Эх, — сказала она себе, — если бы да кабы..." Тут народная мудрость была права на все сто, но мысль уже прочно укоренилась в ее сознании, дала побеги и разрослась, как бузина. "Ну, а что такое, — спрашивала она себя, — в чем дело? Как там было в этой песенке: ну что ты потеряешь, если все узнаешь? Замазано, как говорит Щукин Алексей Петрович. Я не уверена, — подумала она, — но, по-моему, точно так же выражаются уголовники, скрепляя договор. Особый язык. Профессиональный сленг. Феня, блин. Мадам, вы по фене ботаете?

А компьютер? А что — компьютер? Здесь тебе, мамочка моя, Москва, а не Мухосрань какая-нибудь. Найдется человечек, если поискать. Дело, конечно, сугубо уголовное, но если к человеку правильно подойти... глазки там состроить... Да какие, к черту, глазки! Кому нужны чьи-то там глазки в наше-то время? Разве что в банк органов... Деньги — вот ключ к сердцу современной молодежи. И чем больше денег, тем универсальнее ключ..."

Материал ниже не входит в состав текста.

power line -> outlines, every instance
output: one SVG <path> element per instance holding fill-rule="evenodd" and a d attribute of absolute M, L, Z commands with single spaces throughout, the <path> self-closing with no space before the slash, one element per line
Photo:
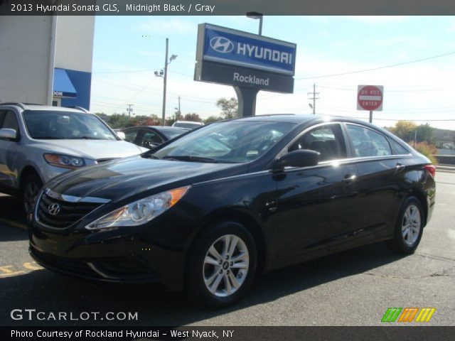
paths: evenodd
<path fill-rule="evenodd" d="M 368 71 L 375 71 L 377 70 L 382 70 L 382 69 L 385 69 L 387 67 L 395 67 L 397 66 L 401 66 L 401 65 L 406 65 L 407 64 L 412 64 L 413 63 L 418 63 L 418 62 L 423 62 L 424 60 L 429 60 L 430 59 L 434 59 L 434 58 L 439 58 L 441 57 L 446 57 L 447 55 L 455 55 L 455 51 L 453 52 L 449 52 L 448 53 L 444 53 L 442 55 L 433 55 L 432 57 L 427 57 L 425 58 L 421 58 L 421 59 L 415 59 L 414 60 L 409 60 L 407 62 L 403 62 L 403 63 L 397 63 L 396 64 L 390 64 L 388 65 L 385 65 L 385 66 L 380 66 L 378 67 L 372 67 L 370 69 L 363 69 L 363 70 L 358 70 L 355 71 L 349 71 L 347 72 L 342 72 L 342 73 L 333 73 L 333 74 L 331 74 L 331 75 L 323 75 L 321 76 L 314 76 L 314 77 L 299 77 L 299 78 L 296 78 L 296 80 L 314 80 L 316 78 L 326 78 L 326 77 L 336 77 L 336 76 L 343 76 L 345 75 L 352 75 L 354 73 L 360 73 L 360 72 L 366 72 Z"/>
<path fill-rule="evenodd" d="M 313 109 L 313 114 L 316 114 L 316 100 L 319 99 L 319 97 L 316 97 L 316 94 L 319 94 L 319 92 L 316 92 L 316 83 L 313 83 L 313 92 L 308 92 L 306 94 L 313 94 L 312 97 L 309 98 L 309 99 L 313 100 L 313 105 L 310 104 L 310 107 Z"/>

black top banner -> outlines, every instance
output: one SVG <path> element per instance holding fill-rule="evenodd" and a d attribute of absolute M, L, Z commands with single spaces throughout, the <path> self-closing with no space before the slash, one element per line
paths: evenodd
<path fill-rule="evenodd" d="M 454 15 L 454 0 L 0 0 L 3 16 Z"/>

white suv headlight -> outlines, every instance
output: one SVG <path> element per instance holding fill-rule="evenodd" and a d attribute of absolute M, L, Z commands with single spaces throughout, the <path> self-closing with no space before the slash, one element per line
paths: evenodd
<path fill-rule="evenodd" d="M 141 225 L 176 205 L 190 187 L 166 190 L 126 205 L 98 218 L 85 228 L 97 229 L 117 226 Z"/>

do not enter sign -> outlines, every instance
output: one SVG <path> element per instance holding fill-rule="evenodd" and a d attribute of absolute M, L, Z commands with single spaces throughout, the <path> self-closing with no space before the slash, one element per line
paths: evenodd
<path fill-rule="evenodd" d="M 359 85 L 357 91 L 357 109 L 381 112 L 383 97 L 383 86 Z"/>

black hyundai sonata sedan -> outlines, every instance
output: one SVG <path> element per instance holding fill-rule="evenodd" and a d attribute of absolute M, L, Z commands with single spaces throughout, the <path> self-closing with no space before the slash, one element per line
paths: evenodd
<path fill-rule="evenodd" d="M 434 207 L 434 172 L 358 120 L 225 121 L 48 183 L 30 252 L 58 272 L 159 282 L 225 306 L 279 267 L 383 240 L 412 253 Z"/>

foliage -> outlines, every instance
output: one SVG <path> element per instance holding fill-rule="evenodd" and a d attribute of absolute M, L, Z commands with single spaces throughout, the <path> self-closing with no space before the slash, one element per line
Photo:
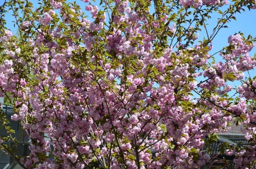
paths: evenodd
<path fill-rule="evenodd" d="M 248 52 L 256 39 L 239 32 L 210 54 L 219 30 L 256 8 L 254 0 L 82 1 L 85 9 L 64 0 L 1 6 L 0 95 L 31 152 L 16 156 L 6 144 L 15 138 L 3 113 L 9 135 L 0 137 L 1 150 L 24 169 L 198 168 L 235 121 L 248 143 L 225 143 L 221 152 L 236 156 L 235 168 L 255 167 L 256 116 L 247 107 L 255 104 L 256 77 L 243 72 L 255 66 Z M 7 12 L 17 36 L 5 27 Z M 214 12 L 221 18 L 210 30 Z M 239 81 L 237 88 L 229 82 Z"/>

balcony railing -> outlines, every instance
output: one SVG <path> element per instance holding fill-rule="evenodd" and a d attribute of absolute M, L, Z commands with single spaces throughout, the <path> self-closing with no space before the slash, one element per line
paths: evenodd
<path fill-rule="evenodd" d="M 14 113 L 13 112 L 13 108 L 12 106 L 7 105 L 5 104 L 1 104 L 2 105 L 2 110 L 3 112 L 6 115 L 12 115 Z"/>

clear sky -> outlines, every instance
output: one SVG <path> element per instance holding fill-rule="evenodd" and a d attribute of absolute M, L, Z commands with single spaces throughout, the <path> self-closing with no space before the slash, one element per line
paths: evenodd
<path fill-rule="evenodd" d="M 35 3 L 37 1 L 33 0 L 32 2 Z M 73 0 L 67 0 L 68 2 L 73 2 Z M 96 0 L 96 2 L 99 3 L 99 0 Z M 231 0 L 230 0 L 231 1 Z M 0 5 L 1 5 L 3 3 L 3 0 L 0 0 Z M 92 2 L 93 3 L 93 2 Z M 94 4 L 97 5 L 96 3 L 93 3 Z M 81 9 L 85 13 L 88 12 L 84 9 L 84 7 L 87 3 L 84 3 L 81 0 L 78 0 L 76 1 L 76 3 L 81 6 Z M 222 7 L 222 9 L 224 10 L 228 7 L 229 5 L 225 6 Z M 236 21 L 233 20 L 231 23 L 227 23 L 227 25 L 228 28 L 224 28 L 221 29 L 219 32 L 213 40 L 213 48 L 210 52 L 210 54 L 213 54 L 222 49 L 224 47 L 228 46 L 227 38 L 231 35 L 235 33 L 238 33 L 239 31 L 243 32 L 244 36 L 247 37 L 249 34 L 250 34 L 253 37 L 256 37 L 256 9 L 251 10 L 249 11 L 247 9 L 246 9 L 246 11 L 242 12 L 241 14 L 237 13 L 235 15 L 236 18 Z M 87 14 L 90 16 L 90 14 Z M 212 29 L 216 26 L 217 18 L 221 17 L 221 15 L 218 14 L 213 13 L 212 15 L 212 19 L 208 20 L 207 23 L 207 28 L 209 28 L 208 31 L 209 33 L 212 32 Z M 13 32 L 13 34 L 17 33 L 17 28 L 14 28 L 13 26 L 14 23 L 12 22 L 14 20 L 14 17 L 12 16 L 12 14 L 6 14 L 6 19 L 7 21 L 6 27 L 11 29 Z M 88 19 L 90 19 L 90 17 Z M 203 39 L 204 36 L 206 36 L 205 31 L 203 30 L 202 32 L 200 33 L 198 40 L 201 40 Z M 256 52 L 256 47 L 250 53 L 251 56 L 253 56 Z M 221 60 L 221 57 L 218 54 L 215 56 L 215 60 L 217 62 Z M 256 71 L 253 70 L 250 72 L 251 76 L 256 75 Z M 246 76 L 247 76 L 247 73 L 245 73 Z M 230 82 L 231 85 L 239 85 L 240 83 L 234 84 L 232 82 Z"/>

Катя затормозила напротив «Омикрона», пристроившись в хвост Гошиному желтому «жуку» и некстати вспомнив, что двигатель у этой модели расположен сзади, как у «Запорожца»... «Денег ему, что ли, одолжить? Смеются ведь над ним его священные коровы, а ему хоть бы что... Вот кто мне поможет, — решила вдруг она. — Если уж Гоша не знает какого-нибудь толкового компьютерщика, то, значит, их и вовсе нет в природе. У него кругом знакомые, и все до единого — непризнанные гении. Каковы сами, таковы и сани... или наоборот? Впрочем, на суть это в данном случае не влияет».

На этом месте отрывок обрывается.